1926
L'ouverture
Palmyre Moni, fille de pêcheur, pousse la porte d'un local exigu au 5 rue Droite. Quatre tables, une cuisinière à charbon, une recette de daube héritée de sa mère.
Depuis 1926
Quatre générations de femmes, une seule famille, et la même certitude : qu'un repas bien servi est une forme de mémoire.

La Fondatrice
1898 — 1972
Née dans une famille de pêcheurs du quartier du Port, Palmyre apprit la cuisine de sa grand-mère, qui mijotait pour les marins du port de Lympia.
À vingt-huit ans, elle ouvrit ce petit restaurant dans la rue Droite — la plus ancienne artère du Vieux Nice — avec pour seule ambition : servir une cuisine vraie, sans détour.

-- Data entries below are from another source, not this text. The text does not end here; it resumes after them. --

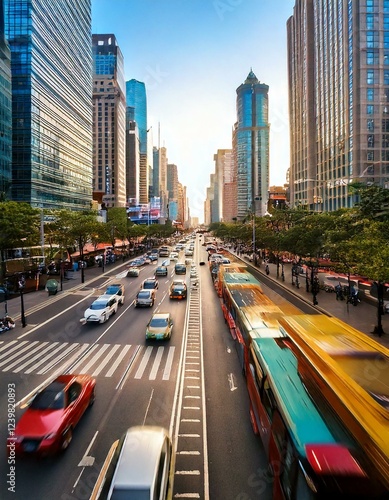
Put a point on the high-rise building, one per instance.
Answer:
(136, 98)
(5, 111)
(338, 66)
(132, 157)
(51, 65)
(109, 122)
(252, 137)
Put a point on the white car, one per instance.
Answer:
(101, 309)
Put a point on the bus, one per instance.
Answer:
(306, 460)
(247, 309)
(347, 373)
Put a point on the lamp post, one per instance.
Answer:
(21, 285)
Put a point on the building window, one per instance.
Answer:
(372, 57)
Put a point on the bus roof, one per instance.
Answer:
(352, 372)
(301, 415)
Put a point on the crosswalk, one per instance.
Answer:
(40, 358)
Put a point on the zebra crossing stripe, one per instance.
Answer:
(118, 360)
(106, 360)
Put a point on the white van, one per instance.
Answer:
(137, 466)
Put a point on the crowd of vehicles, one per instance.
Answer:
(317, 390)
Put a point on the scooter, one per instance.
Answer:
(339, 292)
(6, 324)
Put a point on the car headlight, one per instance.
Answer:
(51, 435)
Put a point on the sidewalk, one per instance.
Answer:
(363, 317)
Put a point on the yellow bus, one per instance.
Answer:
(347, 373)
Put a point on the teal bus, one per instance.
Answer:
(307, 458)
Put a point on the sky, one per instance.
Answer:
(192, 55)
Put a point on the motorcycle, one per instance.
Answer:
(353, 298)
(6, 324)
(339, 292)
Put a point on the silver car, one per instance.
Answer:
(137, 466)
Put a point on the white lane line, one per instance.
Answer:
(98, 354)
(118, 361)
(144, 362)
(169, 364)
(106, 360)
(157, 362)
(19, 351)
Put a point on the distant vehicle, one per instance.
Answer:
(164, 251)
(116, 289)
(159, 327)
(101, 309)
(138, 472)
(133, 272)
(47, 426)
(161, 271)
(150, 284)
(145, 298)
(180, 268)
(178, 290)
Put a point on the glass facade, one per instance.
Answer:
(339, 131)
(109, 122)
(5, 112)
(252, 147)
(51, 63)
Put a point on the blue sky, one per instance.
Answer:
(192, 56)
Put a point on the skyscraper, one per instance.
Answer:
(252, 142)
(338, 65)
(136, 98)
(109, 131)
(51, 63)
(5, 111)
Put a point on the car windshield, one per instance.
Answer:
(52, 397)
(149, 284)
(159, 322)
(130, 494)
(97, 306)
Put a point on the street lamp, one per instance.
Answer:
(21, 285)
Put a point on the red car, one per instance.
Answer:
(46, 427)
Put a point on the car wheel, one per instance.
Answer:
(66, 439)
(92, 397)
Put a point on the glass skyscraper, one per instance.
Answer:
(109, 131)
(51, 62)
(5, 112)
(338, 61)
(252, 143)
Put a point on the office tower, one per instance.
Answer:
(252, 147)
(5, 112)
(51, 66)
(338, 67)
(109, 122)
(132, 157)
(136, 98)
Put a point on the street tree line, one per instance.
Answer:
(355, 240)
(21, 226)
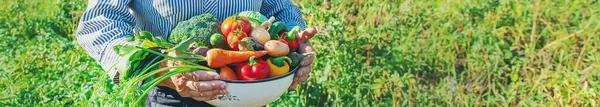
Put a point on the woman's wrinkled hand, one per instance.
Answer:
(199, 85)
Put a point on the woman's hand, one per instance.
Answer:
(199, 85)
(305, 64)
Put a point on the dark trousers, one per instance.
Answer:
(165, 97)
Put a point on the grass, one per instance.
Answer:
(369, 53)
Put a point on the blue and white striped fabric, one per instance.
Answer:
(107, 23)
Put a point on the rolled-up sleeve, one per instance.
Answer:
(104, 24)
(284, 11)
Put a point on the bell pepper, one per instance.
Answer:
(278, 66)
(254, 69)
(289, 38)
(276, 28)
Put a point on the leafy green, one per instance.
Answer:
(201, 26)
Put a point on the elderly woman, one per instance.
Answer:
(107, 23)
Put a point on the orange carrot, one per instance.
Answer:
(217, 58)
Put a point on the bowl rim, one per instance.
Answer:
(293, 71)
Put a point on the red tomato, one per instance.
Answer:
(254, 69)
(232, 23)
(234, 37)
(227, 74)
(293, 44)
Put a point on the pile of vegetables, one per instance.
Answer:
(235, 49)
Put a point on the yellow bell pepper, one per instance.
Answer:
(278, 66)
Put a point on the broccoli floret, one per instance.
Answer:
(201, 26)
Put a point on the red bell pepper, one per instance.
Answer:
(254, 69)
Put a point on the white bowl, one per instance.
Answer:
(254, 93)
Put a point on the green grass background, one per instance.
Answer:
(369, 53)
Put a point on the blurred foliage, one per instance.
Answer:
(369, 53)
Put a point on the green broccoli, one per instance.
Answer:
(201, 26)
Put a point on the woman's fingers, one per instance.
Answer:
(303, 78)
(201, 75)
(204, 98)
(206, 85)
(211, 93)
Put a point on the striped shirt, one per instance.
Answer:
(107, 23)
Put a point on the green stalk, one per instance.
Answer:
(167, 56)
(155, 82)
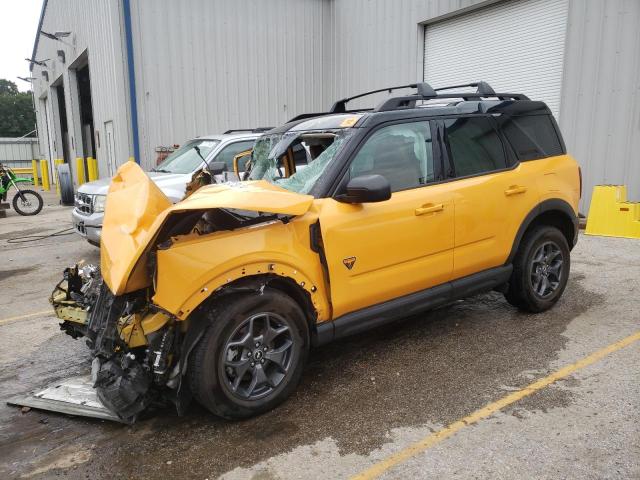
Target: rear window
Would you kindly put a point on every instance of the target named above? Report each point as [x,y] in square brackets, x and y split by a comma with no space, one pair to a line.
[532,137]
[474,146]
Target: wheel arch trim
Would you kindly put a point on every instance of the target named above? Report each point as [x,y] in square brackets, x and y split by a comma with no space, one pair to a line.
[550,205]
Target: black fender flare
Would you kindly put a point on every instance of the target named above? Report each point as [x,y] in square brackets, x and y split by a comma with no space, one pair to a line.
[553,204]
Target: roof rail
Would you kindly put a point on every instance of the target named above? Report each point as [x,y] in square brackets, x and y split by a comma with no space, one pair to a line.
[340,106]
[425,92]
[250,130]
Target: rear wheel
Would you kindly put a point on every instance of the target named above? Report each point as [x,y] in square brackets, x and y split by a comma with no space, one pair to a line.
[27,202]
[251,357]
[540,270]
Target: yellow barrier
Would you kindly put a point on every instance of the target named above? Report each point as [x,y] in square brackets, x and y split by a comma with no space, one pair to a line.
[92,169]
[80,170]
[611,215]
[44,170]
[34,168]
[56,162]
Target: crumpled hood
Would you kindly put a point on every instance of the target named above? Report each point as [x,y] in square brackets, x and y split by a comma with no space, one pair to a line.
[136,209]
[172,184]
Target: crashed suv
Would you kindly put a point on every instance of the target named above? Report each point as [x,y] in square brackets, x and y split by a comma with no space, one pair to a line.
[427,198]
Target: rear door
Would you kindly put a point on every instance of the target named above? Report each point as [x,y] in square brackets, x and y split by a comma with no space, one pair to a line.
[380,251]
[492,195]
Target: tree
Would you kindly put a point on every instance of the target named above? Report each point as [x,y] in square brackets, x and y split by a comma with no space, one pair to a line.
[17,117]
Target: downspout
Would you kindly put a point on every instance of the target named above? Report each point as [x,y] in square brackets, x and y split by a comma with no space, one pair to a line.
[132,79]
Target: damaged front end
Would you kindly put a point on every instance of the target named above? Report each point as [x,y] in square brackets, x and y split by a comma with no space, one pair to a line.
[135,347]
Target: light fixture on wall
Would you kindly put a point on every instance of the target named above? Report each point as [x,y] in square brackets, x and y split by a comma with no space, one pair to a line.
[55,35]
[40,63]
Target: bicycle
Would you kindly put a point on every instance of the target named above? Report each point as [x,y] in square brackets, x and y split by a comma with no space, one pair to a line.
[25,202]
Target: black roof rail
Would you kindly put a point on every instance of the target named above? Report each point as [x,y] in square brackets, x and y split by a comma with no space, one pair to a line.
[425,92]
[340,106]
[250,130]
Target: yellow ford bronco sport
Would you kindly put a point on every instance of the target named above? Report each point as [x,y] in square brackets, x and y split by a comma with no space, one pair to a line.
[348,219]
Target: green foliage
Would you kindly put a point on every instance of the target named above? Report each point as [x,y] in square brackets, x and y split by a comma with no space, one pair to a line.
[16,111]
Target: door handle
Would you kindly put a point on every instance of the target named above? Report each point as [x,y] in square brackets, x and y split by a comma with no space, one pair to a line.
[429,208]
[515,190]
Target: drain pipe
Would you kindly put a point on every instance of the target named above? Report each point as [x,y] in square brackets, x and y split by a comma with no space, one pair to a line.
[126,6]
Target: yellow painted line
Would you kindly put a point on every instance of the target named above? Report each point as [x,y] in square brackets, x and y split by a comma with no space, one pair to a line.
[25,317]
[420,446]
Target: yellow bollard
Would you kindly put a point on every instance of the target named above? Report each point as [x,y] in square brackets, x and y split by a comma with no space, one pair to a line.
[80,170]
[92,168]
[34,167]
[44,169]
[56,162]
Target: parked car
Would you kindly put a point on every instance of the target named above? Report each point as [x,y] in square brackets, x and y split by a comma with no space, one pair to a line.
[171,175]
[402,208]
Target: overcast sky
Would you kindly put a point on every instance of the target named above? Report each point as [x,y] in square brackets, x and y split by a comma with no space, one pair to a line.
[18,25]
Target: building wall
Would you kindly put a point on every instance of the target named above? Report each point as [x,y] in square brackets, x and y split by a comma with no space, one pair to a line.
[600,101]
[205,66]
[96,27]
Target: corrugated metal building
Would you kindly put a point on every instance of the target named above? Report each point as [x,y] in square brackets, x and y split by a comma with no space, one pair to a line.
[135,76]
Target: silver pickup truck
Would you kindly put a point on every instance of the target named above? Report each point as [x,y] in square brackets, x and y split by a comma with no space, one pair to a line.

« Une bonne daube ne se presse pas. Elle s'écoute mijoter, comme une conversation qui n'en finit plus. »
La Chronique
1926
Palmyre Moni, fille de pêcheur, pousse la porte d'un local exigu au 5 rue Droite. Quatre tables, une cuisinière à charbon, une recette de daube héritée de sa mère.
1953
Sa fille Marguerite reprend la maison. La carte s'enrichit de la pissaladière du dimanche, qui attire les habitants jusque depuis Cimiez.
1981
Lucienne, petite-fille de Palmyre, modernise la salle sans rien retirer du décor d'origine — bois patiné, miroirs piqués, photographies sépia.
2008
Élise prend le relais. Elle parcourt l'arrière-pays niçois pour sourcer les huiles, les vins de Bellet, les fromages de chèvre des collines.
2026
Cent ans plus tard, la même famille, le même comptoir, la même recette de daube. Un événement célébré toute l'année avec nos fidèles.